Jesse Biddle entered 2014 as one of the top prospects in the Philadelphia Phillies system.
In 2013 he posted a 3.64 ERA with a 154/82 K/BB in 138 innings for Double-A Reading, allowing 104 hits. Although he had an ugly 5-14 record, scouts remained intrigued with his 90+ fastball, impressive curve, and workable slider and changeup. He got to pitch in the 2013 Futures Game, and he did a great job picking up strikeouts and limiting hits for Reading. The key entering 2014 was sharper control, and if he developed that he was expected to receive a big league trial late this year and a chance for a rotation spot in '15.
Alas, the universe had other plans for Biddle. Instead of moving up to Triple-A this year, he returned to Reading to open the campaign. He pitched reasonably well in April (3.62 ERA, 39/12 K/BB in 32 innings) and May (2.64 ERA, 25/14 K/BB in 31 innings), but he fell apart in June, giving up 21 hits and 25 runs with 14 walks over four starts. After a particularly difficult start on June 23rd, he was placed on the "temporarily inactive" list.
Phillies GM Ruben Amaro Jr. said the Phillies wanted to "take a little heat off him so he can get his mind right and enjoy baseball again." Biddle himself said that he was "miserable" and that nothing on the mound "felt natural."
That sounds like a loss of confidence, but there was more than that going on. According to this Philadelphia Inquirer note, Biddle's problems began after he was hit in the head by a piece of hail in late May. Suffering headaches as a result, he was diagnosed with a concussion and missed a start. Although he was subsequently medically cleared to play, he got blasted in his next four outings before being shut down.

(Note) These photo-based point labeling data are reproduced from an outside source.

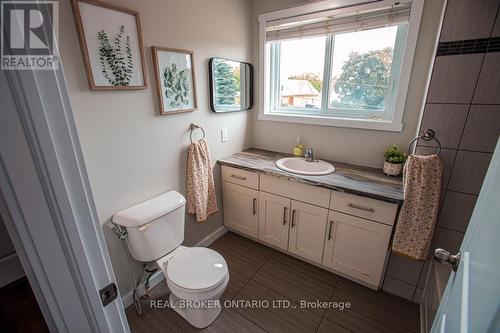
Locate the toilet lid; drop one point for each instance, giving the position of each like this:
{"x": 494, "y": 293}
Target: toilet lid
{"x": 197, "y": 268}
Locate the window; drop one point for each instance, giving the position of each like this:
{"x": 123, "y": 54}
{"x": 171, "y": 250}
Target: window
{"x": 345, "y": 67}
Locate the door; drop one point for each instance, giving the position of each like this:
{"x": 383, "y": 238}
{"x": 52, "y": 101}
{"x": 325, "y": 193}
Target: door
{"x": 274, "y": 215}
{"x": 240, "y": 209}
{"x": 471, "y": 301}
{"x": 356, "y": 247}
{"x": 307, "y": 230}
{"x": 47, "y": 206}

Biddle himself said that he felt unhappy and didn't know why, and that he didn't feel fluid on the mound. While he had medical permission to pitch, it doesn't take a doctor to know what was really happening here: he was still feeling the effects of the hail blow to the head. I know from personal experience that headaches, general misery and feeling unnatural in ways that you can't quite explain are classic concussion symptoms. Even after the initial pain subsides, it can take weeks (or months) before you are genuinely better neurologically.
The good news is that Biddle has been resting and rehabbing in extended spring training and it sounds like things are going well. Phillies Director of Player Development Joe Jordan was quoted by the Inquirer yesterday: "I think he's really back to himself right now. He's very, very relaxed, his throwing sessions have been really good."